The Twoway Fixed Effects (TWFE) model

Table of contents

  1. The classic 2x2 DiD or the Twoway Fixed Effects Model (TWFE)
  2. The triple difference estimator (DDD)
  3. The generic TWFE functional form
  4. Stata Code
  5. Adding more time periods
  6. More units, same treatment time, different treatment effects
  7. More units, differential treatment time, different treatment effects

The classic 2x2 DiD or the Twoway Fixed Effects Model (TWFE)

incomplete

Let us start with the classic Twoway Fixed Effects (TWFE) model:

\[y_{it} = \beta_0 + \beta_1 Treat_i + \beta_2 Post_t + \beta_3 Treat_i Post_t + \epsilon_{it}\]

The above two by two (2x2) model can be explained using the following table:

  Treatment = 0 Treatment = 1 Difference
Post = 0 \(\beta_0\) \(\beta_0 + \beta_1\) \(\beta_1\)
Post = 1 \(\beta_0 + \beta_2\) \(\beta_0 + \beta_1 + \beta_2 + \beta_3\) \(\beta_1 + \beta_3\)
Difference \(\beta_2\) \(\beta_2 + \beta_3\) \(\beta_3\)

The triple difference estimator (DDD)

incomplete

The triple difference estimator essential takes two DDs, one with the target unit of analysis with a treated and an untreated group.
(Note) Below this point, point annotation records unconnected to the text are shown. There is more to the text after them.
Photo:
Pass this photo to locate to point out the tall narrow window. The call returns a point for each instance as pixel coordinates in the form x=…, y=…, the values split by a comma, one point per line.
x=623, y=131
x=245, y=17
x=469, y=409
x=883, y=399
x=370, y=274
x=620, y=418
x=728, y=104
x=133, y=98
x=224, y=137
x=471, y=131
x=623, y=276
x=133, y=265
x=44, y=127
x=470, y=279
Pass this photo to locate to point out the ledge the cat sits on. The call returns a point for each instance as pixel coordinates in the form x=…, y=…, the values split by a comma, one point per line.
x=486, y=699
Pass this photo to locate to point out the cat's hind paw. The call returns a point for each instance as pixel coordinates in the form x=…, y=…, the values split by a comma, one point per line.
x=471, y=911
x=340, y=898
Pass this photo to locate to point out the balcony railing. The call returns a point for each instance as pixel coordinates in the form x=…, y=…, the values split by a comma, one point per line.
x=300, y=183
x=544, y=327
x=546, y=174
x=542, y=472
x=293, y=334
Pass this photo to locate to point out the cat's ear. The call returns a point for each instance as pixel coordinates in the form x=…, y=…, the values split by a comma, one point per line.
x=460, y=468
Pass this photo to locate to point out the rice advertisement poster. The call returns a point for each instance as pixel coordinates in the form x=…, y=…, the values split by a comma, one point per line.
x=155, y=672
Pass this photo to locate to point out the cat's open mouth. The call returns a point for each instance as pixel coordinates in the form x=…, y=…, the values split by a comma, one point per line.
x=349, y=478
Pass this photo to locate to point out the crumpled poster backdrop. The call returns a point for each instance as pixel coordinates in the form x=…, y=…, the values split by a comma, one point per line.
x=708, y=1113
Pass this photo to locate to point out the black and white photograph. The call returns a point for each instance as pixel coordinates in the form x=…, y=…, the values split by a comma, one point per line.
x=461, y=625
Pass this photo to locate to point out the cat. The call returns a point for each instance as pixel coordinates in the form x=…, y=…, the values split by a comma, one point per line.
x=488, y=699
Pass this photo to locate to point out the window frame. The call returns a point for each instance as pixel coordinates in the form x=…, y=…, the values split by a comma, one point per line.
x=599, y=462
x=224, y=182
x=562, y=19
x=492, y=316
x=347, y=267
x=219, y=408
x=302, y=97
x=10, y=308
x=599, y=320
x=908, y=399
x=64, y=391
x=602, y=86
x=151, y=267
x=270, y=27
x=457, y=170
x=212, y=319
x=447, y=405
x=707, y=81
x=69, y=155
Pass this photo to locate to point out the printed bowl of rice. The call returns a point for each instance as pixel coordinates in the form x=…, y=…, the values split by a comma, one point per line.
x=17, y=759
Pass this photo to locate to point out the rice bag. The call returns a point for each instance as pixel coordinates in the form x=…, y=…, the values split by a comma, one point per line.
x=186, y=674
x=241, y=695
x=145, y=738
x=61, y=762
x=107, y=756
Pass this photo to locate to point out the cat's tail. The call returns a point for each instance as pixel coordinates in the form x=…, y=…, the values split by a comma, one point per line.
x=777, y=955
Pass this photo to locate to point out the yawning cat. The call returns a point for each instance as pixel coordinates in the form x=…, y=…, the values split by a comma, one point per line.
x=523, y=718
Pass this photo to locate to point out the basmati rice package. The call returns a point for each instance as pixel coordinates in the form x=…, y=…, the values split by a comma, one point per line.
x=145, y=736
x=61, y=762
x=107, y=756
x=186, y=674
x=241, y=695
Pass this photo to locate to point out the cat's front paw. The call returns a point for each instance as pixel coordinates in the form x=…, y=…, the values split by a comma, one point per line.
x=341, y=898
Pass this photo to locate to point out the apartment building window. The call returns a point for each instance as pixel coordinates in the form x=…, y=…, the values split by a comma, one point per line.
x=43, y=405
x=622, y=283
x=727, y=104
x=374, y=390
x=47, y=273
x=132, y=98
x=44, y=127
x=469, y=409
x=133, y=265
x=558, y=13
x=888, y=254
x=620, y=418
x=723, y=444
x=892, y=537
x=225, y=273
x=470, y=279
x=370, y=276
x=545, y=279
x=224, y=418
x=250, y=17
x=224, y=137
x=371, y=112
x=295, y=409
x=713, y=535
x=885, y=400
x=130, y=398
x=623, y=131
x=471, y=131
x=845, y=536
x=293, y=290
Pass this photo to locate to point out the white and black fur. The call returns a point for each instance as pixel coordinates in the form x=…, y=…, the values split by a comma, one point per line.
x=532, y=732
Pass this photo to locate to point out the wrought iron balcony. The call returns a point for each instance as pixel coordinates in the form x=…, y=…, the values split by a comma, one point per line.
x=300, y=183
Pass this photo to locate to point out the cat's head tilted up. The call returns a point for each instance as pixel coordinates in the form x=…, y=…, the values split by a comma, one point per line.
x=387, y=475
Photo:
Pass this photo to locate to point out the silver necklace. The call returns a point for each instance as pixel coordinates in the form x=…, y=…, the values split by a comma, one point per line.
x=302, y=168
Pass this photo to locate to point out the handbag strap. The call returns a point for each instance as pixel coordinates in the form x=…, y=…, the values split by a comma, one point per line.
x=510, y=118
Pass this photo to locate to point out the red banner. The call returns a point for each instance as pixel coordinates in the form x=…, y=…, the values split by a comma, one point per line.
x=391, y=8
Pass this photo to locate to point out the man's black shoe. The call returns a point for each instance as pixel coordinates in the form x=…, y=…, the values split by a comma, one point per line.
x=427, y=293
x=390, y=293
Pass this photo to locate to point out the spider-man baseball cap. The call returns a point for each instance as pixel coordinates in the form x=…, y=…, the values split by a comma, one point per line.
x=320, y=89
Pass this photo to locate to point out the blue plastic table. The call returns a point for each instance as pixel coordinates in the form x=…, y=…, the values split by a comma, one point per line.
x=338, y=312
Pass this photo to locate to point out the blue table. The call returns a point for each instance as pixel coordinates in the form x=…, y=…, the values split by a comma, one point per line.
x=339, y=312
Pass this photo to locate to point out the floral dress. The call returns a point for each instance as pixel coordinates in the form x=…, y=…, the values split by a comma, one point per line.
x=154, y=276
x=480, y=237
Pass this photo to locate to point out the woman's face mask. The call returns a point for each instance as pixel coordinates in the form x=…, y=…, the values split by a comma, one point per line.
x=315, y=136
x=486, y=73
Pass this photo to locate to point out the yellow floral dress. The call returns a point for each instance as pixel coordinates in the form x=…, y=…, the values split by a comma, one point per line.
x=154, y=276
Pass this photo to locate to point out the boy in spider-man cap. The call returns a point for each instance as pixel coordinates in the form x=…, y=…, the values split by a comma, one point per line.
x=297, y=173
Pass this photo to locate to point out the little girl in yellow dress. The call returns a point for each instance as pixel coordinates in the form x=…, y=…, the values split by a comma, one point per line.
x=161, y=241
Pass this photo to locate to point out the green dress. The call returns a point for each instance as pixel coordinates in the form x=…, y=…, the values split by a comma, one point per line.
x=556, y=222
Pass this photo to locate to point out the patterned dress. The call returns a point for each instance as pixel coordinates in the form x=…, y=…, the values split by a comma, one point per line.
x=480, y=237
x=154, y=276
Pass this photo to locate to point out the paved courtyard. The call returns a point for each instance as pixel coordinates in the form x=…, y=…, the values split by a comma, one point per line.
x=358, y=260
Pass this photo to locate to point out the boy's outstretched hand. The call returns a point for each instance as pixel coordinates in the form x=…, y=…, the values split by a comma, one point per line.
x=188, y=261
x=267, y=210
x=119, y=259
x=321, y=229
This is compared to another similar group in the pre and post-treatment period. Fo effectively there are two treatments. One where an actual treatment on the desired group is tested, and a placebo comparison group, on which the same intervention is also applied.

\[y_{it} = \beta_0 + \beta_1 P_{i} + \beta_2 C_{j} + \beta_3 T_t + \beta_4 (P_i T_t) + \beta_5 (C_j T_t) + \beta_6 (P_i C_j) + \beta_7 (P_i C_j T_t) + \epsilon_{it}\]

where we have 3x3 combinations: P = {0,1}, T={0,1}, C={0,1}. As is the case with the 2x2 DD, here the coefficient of interest is \(\beta_7\). This can also be broken down in a table form. But rather than create one big table, the results are usually presented for C = 0, or the main treatment group, and for C = 1, or the main comparison group. The difference between the two boils down to \(\beta_7\). Let’s see this here:

Main group (\(C = 0\)):

  T = 0 T = 1 Difference
P = 0 \(\beta_0\) \(\beta_0 + \beta_3\) \(\beta_3\)
P = 1 \(\beta_0 + \beta_1\) \(\beta_0 + \beta_1 + \beta_3 + \beta_4\) \(\beta_3 + \beta_4\)
Difference \(\beta_1\) \(\beta_1 + \beta_4\) \(\beta_4\)

Comparison group (\(C = 1\)):

  T = 0 T = 1 Difference
P = 0 \(\beta_0 + \beta_2\) \(\beta_0 + \beta_2 + \beta_3 + \beta_5\) \(\beta_3 + \beta_5\)
P = 1 \(\beta_0 + \beta_1 + \beta_2 + \beta_6\) \(\beta_0 + \beta_1 + \beta_2 + \beta_3 + \beta_4 + \beta_5 + \beta_6 + \beta_7\) \(\beta_3 + \beta_4 + \beta_5 + \beta_7\)
Difference \(\beta_1 + \beta_6\) \(\beta_1 + \beta_4 + \beta_6 + \beta_7\) \(\beta_4 + \beta_7\)

Let’s take the difference between the two matrices or (C = 1) - (C = 0):

  T = 0 T = 1 Difference
P = 0 \(\beta_2\) \(\beta_2 + \beta_5\) \(\beta_5\)
P = 1 \(\beta_2 + \beta_6\) \(\beta_2 + \beta_5 + \beta_6 + \beta_7\) \(\beta_5 + \beta_7\)
Difference \(\beta_6\) \(\beta_6 + \beta_7\) \(\beta_7\)

where we end up with the main difference of \(\beta_7\). Note that this table logic is also far simpler than having a long list of expectations defined for each combination.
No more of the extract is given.